/http%3A%2F%2Fwww.humanite.fr%2Flocal%2Fcache-vignettes%2FL220xH148%2Farton875542-3bdd5.jpg)
«Improvisation et indétermination» : c’est le constat que font Henri Emmanuelli , Benoît Hamon et leurs amis. Un constat qui n’épargne personne sur la scène politique actuelle. Et tout particulièrement le PS.
Entourés notamment de Razzye Hammadi et de Bruno Juilliard, les acteurs de la gauche du PS ont présenté, hier, à l’Assemblée nationale, l’initiative politique de leur courant d’idées dans le cadre de la préparation du congrès socialiste. L’objectif est d’engager une «démarche à vocation majoritaire» en contribuant à ce que leur parti soit en capacité de fournir une vraie alternative. Une démarche baptisée «Reconquêtes» qui se veut aussi renouvellement, y compris générationnel. «Seule une gauche résolue et déterminée peut remettre la justice sociale au coeur de l’action politique, dépasser le modèle exclusif du libre-échange sans précaution, et redonner du sens au clivage gauche-droite», estiment-ils. En opposition au discours idéologique de Ségolène Royal et de Bertrand Delanoë surfant sur les idées dominantes, ils plaident en faveur d’une nouvelle «conflictualité» dans la société française. «Ce n’est pas au moment où le modèle libéral est en échec qu’il faut réhabiliter ce concept dépassé», a lancé Benoît Hamon.

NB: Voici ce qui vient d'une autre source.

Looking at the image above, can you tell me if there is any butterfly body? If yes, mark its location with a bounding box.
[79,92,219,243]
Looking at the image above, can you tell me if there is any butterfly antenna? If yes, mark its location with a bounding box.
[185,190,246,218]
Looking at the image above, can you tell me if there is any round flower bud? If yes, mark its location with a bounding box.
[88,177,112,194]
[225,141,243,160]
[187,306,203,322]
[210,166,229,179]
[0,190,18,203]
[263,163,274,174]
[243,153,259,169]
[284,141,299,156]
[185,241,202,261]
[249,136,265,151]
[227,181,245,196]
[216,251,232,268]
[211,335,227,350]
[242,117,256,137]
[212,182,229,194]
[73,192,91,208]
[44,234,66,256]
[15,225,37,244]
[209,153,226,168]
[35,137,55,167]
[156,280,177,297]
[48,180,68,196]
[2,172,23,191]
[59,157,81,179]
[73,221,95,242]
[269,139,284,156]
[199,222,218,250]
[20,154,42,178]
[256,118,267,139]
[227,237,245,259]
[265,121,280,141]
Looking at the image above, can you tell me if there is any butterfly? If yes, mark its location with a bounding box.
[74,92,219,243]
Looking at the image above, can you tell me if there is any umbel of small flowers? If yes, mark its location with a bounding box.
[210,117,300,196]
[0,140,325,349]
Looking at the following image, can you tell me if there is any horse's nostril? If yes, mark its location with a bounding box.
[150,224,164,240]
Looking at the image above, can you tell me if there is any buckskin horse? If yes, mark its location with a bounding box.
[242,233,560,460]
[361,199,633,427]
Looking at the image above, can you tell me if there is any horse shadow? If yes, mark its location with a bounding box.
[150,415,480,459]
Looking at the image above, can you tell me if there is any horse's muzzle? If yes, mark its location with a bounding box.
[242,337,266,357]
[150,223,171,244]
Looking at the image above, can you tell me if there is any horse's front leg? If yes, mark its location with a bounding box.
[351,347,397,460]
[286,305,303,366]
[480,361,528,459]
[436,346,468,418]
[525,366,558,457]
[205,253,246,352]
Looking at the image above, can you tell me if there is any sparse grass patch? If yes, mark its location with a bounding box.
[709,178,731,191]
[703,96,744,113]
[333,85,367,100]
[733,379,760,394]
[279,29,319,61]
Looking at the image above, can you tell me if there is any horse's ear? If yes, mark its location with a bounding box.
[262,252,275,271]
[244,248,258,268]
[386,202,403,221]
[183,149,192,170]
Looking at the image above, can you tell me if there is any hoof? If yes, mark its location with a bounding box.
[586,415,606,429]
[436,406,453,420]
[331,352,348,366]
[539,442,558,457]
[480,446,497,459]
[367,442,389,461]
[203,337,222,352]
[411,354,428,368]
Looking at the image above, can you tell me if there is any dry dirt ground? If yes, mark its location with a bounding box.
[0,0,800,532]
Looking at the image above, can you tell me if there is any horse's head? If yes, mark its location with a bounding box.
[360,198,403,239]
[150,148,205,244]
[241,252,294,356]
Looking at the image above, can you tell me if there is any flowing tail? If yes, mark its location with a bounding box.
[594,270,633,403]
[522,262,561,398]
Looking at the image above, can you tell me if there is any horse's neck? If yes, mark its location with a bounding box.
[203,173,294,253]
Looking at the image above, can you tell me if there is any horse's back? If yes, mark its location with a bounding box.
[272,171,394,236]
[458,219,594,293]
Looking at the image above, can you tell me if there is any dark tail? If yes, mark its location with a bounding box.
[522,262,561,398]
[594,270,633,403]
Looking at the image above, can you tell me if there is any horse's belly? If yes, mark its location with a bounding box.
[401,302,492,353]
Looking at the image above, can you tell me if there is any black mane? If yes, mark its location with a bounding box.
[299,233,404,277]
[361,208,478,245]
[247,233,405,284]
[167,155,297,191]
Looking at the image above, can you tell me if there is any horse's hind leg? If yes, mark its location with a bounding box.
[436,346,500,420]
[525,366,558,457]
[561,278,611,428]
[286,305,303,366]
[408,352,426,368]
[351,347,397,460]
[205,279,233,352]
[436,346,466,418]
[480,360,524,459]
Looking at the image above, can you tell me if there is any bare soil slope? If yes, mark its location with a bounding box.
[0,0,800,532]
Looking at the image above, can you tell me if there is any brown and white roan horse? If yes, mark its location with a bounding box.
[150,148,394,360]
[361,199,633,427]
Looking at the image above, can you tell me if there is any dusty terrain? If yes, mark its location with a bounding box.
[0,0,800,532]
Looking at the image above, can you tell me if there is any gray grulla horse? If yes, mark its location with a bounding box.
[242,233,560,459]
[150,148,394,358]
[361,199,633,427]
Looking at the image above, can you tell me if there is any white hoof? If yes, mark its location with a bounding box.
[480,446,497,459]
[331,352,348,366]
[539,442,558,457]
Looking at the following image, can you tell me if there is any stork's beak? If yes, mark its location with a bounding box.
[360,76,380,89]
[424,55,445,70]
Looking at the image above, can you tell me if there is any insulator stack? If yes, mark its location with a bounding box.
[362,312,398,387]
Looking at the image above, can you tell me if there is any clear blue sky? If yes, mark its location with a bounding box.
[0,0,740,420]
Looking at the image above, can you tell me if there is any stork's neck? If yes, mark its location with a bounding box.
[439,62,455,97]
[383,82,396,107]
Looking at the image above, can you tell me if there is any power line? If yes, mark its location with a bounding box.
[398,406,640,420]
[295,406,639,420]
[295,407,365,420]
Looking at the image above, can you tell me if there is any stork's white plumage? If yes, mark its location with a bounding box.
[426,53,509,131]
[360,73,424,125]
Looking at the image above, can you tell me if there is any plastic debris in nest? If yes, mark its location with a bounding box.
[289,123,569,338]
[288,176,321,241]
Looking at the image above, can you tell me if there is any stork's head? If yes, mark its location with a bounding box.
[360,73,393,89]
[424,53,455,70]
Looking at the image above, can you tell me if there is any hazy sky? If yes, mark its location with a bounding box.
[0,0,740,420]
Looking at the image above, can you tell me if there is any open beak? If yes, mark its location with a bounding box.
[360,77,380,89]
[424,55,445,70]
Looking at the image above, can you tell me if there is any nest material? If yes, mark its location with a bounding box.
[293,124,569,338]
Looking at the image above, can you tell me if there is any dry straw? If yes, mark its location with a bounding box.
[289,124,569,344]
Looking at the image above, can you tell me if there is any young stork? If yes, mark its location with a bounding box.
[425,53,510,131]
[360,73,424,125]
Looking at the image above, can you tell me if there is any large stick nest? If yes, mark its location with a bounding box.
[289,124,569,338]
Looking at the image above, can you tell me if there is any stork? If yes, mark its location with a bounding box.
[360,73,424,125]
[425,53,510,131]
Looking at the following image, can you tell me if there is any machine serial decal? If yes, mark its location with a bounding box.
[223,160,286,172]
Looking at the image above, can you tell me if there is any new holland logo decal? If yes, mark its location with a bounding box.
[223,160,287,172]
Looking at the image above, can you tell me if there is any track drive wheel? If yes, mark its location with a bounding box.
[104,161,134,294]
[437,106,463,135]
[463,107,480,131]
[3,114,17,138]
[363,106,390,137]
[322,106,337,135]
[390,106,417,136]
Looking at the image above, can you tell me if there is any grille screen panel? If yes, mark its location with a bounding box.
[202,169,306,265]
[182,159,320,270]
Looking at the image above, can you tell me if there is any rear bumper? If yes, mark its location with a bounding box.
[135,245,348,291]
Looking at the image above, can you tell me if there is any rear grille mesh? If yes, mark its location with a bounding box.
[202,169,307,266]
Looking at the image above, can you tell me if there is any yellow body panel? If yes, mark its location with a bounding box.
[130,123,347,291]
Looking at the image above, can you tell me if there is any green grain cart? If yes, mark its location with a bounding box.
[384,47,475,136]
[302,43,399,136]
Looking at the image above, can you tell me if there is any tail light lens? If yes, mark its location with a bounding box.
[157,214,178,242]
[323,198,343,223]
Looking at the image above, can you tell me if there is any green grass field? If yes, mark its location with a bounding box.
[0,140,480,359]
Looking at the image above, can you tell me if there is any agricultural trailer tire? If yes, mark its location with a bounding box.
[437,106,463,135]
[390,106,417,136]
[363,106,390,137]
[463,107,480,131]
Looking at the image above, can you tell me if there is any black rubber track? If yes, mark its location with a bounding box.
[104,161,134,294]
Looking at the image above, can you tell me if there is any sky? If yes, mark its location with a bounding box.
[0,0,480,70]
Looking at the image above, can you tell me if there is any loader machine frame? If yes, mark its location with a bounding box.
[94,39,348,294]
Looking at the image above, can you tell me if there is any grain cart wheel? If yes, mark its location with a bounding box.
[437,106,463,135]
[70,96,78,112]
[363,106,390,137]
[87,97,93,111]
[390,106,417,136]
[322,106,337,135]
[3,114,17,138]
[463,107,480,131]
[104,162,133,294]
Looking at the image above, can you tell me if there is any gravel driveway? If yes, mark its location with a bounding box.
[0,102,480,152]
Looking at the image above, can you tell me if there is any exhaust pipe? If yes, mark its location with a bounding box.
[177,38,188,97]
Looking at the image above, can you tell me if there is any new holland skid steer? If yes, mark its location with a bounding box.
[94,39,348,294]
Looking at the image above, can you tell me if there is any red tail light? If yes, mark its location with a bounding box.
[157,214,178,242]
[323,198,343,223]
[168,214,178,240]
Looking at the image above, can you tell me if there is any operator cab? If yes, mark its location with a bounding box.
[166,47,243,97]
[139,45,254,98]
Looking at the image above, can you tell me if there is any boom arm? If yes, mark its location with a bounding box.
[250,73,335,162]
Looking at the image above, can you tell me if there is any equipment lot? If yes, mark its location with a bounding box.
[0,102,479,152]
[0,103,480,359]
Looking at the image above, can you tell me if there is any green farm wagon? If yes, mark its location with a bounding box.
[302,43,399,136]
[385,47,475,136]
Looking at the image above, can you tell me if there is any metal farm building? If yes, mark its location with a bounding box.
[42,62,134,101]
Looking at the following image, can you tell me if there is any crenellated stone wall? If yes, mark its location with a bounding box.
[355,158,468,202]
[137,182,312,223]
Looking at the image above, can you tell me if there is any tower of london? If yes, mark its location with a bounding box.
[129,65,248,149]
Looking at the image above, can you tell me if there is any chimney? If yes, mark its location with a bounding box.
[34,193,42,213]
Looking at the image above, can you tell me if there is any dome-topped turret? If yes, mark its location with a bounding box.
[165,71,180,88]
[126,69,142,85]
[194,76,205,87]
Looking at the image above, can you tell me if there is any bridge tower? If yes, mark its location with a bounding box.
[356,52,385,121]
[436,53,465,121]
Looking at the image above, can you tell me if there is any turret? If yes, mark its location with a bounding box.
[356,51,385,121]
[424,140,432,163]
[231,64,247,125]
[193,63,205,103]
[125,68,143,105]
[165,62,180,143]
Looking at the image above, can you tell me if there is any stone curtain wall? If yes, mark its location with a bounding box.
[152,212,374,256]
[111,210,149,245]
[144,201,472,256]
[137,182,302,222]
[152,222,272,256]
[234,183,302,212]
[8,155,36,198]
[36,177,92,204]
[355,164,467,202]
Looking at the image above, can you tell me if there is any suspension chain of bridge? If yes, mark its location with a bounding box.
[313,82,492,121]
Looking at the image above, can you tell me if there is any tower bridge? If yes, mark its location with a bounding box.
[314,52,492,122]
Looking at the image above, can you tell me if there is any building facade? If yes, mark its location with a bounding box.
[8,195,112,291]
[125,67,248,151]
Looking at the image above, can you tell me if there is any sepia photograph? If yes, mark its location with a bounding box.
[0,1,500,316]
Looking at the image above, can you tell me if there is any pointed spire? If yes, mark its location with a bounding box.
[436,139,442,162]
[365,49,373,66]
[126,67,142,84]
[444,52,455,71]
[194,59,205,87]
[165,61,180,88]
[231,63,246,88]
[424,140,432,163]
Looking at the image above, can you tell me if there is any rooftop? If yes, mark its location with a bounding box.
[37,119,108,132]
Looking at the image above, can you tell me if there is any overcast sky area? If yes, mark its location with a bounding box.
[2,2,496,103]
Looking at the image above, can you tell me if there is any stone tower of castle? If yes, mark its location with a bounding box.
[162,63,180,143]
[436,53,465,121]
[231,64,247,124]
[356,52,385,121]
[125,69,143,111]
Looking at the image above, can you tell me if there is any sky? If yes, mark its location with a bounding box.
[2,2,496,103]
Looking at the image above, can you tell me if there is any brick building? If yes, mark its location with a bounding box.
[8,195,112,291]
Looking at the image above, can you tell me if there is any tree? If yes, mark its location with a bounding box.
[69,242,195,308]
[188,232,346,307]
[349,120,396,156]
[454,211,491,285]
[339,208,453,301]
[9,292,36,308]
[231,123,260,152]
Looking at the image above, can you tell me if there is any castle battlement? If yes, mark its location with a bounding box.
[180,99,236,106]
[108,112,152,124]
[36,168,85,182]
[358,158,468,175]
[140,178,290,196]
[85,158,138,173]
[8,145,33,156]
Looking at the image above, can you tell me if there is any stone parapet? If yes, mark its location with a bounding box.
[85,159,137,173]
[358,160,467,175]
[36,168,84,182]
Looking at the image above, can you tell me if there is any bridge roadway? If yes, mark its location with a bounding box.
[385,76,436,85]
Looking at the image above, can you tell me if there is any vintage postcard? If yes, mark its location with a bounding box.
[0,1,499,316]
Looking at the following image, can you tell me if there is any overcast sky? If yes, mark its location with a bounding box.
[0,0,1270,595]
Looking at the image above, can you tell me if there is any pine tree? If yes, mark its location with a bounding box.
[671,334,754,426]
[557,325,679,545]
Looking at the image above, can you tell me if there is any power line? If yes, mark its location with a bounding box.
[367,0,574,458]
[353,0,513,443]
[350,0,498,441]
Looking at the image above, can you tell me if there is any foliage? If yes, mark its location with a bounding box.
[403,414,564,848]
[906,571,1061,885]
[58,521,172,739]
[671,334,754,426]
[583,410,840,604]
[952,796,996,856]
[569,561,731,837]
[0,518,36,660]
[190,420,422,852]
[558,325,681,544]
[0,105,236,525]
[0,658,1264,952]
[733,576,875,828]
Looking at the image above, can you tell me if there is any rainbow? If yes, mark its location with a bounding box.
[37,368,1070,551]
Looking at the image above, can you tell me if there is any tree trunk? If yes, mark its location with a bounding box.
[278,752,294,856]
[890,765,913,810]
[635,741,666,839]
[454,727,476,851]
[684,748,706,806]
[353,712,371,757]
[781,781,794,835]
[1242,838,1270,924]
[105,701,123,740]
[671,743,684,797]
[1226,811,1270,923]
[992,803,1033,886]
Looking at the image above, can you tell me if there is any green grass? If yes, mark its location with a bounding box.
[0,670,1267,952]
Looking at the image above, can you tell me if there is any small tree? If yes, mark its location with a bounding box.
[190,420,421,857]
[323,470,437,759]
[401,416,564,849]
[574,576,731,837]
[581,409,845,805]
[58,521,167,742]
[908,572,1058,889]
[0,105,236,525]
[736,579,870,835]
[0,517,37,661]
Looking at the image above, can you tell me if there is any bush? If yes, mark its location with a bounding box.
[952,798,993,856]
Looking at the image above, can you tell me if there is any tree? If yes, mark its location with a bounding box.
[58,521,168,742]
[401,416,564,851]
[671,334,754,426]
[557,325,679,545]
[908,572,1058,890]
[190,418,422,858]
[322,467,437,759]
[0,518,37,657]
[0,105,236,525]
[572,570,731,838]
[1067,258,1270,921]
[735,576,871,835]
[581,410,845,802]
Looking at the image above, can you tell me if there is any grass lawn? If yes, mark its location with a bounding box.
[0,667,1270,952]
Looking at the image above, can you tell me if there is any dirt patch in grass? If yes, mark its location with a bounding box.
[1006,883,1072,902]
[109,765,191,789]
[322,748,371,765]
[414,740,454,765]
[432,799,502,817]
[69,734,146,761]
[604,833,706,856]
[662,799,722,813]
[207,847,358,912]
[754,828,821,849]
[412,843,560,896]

Et d’insister sur les 4 crises mondiales majeures (financière, alimentaire, énergétique et écologique) face auxquelles le système actuel montre ses limites dans un contexte de demande sociale et de nécessités de développement. Selon eux, la gauche, et singulièrement le PS, ont le devoir «d’anticiper la société post-libérale» et de proposer «un État régulateur et innovateur» en réponse à «l’urgence sociale, économique et écologique». Le parti doit «changer de cycle et d’orientation» : «Les mêmes lignes n’ont pas plus de chance de faire gagner les socialistes demain qu’hier», l’élection de Nicolas Sarkozy étant «la défaite culturelle de la gauche», «résultat des batailles que nous n’avons pas menées». Benoît Hamon a dénoncé «une pensée de marché» de la part de certains socialistes, l’offre politique ne faisant que s’adapter à la demande dominante. Sur ces bases, Reconquêtes se veut une incitation à la construction d’une offre politique distincte autour de «propositions fortes» écartant les «faux débats». Au chapitre des vrais débats, le texte de leur contribution évoque en particulier la question des socialisations face à l’impératif écologique et aux besoins sociaux.
L’initiative politique était attendue au moment où Ségolène Royal et Bertrand Delanoë médiatisent leur concurrence d’images dans la course à la direction du PS et à l’investiture présidentielle pour 2012. Une posture qui semble ne pas recevoir l’adhésion de nombreux militants qui se disent inquiets quelle que soit la sensibilité dans laquelle ils se reconnaissent. C’est précisément cette inquiétude et la nature de celle-ci qui permet aux animateurs de Reconquêtes de nourrir l’ambition de peser en faveur d’un congrès différent de celui qui semble annoncé. Dans cet esprit, ils voient grand. Et surtout large. «Notre objectif est de participer à la construction d’une nouvelle majorité au PS.» Aussi entendent-ils se démarquer de l’image d’éternelle «aile gauche». Sans doute est-ce pour ces raisons qu’ils tiennent à distance sans l’avouer Jean-Luc Mélenchon, dont les positions radicales et parfois brutalement exprimées fonctionnent souvent comme un repoussoir au sein du PS.
Conséquence : la marginalisation en interne des idées non consensuelles. Un Jean- Luc Mélenchon qui leur a adressé pourtant il y a quelques heures «un appel au rassemblement de la gauche du PS». Ce qui ne cadre pas, à ce stade, avec le sens de l’initiative d’Henri Emmanuelli et de Benoît Hamon : ils souhaitent en revanche, avec Reconquêtes – qui n’est pas la simple «résistance» –, revenir dans le jeu et si possible en être un des moteurs principaux. Ils s’affirment donc «ni fétichistes ni figées» et se disent ouverts à la discussion avec aussi bien les «reconstructeurs» (mouvement réunissant des proches de Laurent Fabius, de Dominique Strauss-Kahn ou d’Arnaud Montebourg – NDLR.) que François Hollande, Martine Aubry ou Jean-Luc Mélenchon. Sans exclusive.